My 97 Ford Super Duty w/ the Diesel has a 5.11 gear ratio rear end and gets bad gas mileage. Do you guys think I can switch out the rear end farily easily?


----------



## plowking35 (Dec 21, 1999)

Do you have the auto or 5 sp. If its an auto leave it alone, if its a 5 sp, I would think that another ring and pinon set should be available for under $ 1000.00 installed.
An entire rear end unit will be alot more than that.But remember the reason that gear is in the truck is to move the 15K the trucks gvw was desinged for.
Dino


----------



## GeoffD (Dec 21, 1999)

The cheaper alternative might be a rear axel swap.

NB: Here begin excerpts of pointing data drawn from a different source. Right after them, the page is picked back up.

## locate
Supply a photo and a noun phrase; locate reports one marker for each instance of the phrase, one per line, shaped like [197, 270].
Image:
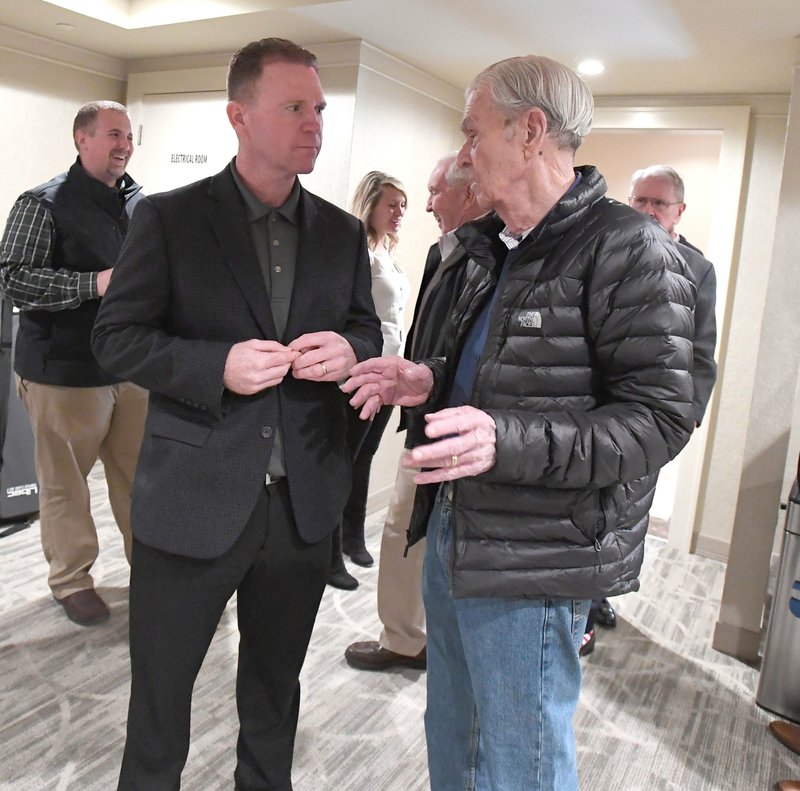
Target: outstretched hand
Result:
[388, 380]
[322, 357]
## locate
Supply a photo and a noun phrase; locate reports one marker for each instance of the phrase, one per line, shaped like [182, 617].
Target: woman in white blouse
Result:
[380, 203]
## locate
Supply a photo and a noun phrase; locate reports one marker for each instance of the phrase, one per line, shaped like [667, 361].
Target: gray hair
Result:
[518, 84]
[453, 172]
[367, 194]
[86, 118]
[662, 172]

For 500 bucks or so, I am sure you can find a 4.10 rear end out of a wrecked F 250 HD or F 350. I recomend leaving the truck as, Is, its a work truck not an escort the gas millage isn't going to be great.

Geoff


----------



## John DiMartino (Jan 22, 2000)

I highly doubt the F250/350 has the same brakes as the 15K GVWR F450,although the ring and pinion are the same.Id leave it alone-a 15K GVWR truck isnt going to get good fuel economy no matter what-and i f you change them0you'll have no power when loaded to the max.


----------



## 99SDPSD (Jan 20, 2001)

87-97 F- Super Duty's came with a Dana model 80 rearend.
87-01 F - 250/350 SRW come with a Ford/Sterling 10 1/4 Rearend.
87-97 F - 350 DRW come with a Dana model 60 Rearend I think.
99-01 F - 350 DRW come with a Dana model 70 Rearend.
99-01 F - 450 DRW come with a Dana model 80 Rearend.
99-01 F - 550 DRW come with a Dana model 135 Rearend.


----------



## oldmankent (Mar 2, 2001)

*Axle Ratio*

You're best to leave it alone. 4.10 on that truck might be a little disappointing. I don't believe anything like a 4.88 is available either for that year.


----------



## cajuncutter (Mar 23, 2001)

I have never heard of 5.11 ration in these trucks however 4.10 is the common ratio..I do not know what you call bad gas milage but I am getting 14 on a bad day with a 93 crew cab 350 dually..4.10 ration behind a manula 5 speed..235000 miles on motor..I have a buddy that got a 95 250 ext/cab with power stroke with an auto trans..3.55 rear end..he does get horrible milage due to the fact that he is not running in the power band which is the most efficient for diesles...so what ever you do do not goto the 3.55 you will average 10.5 to the gal.


----------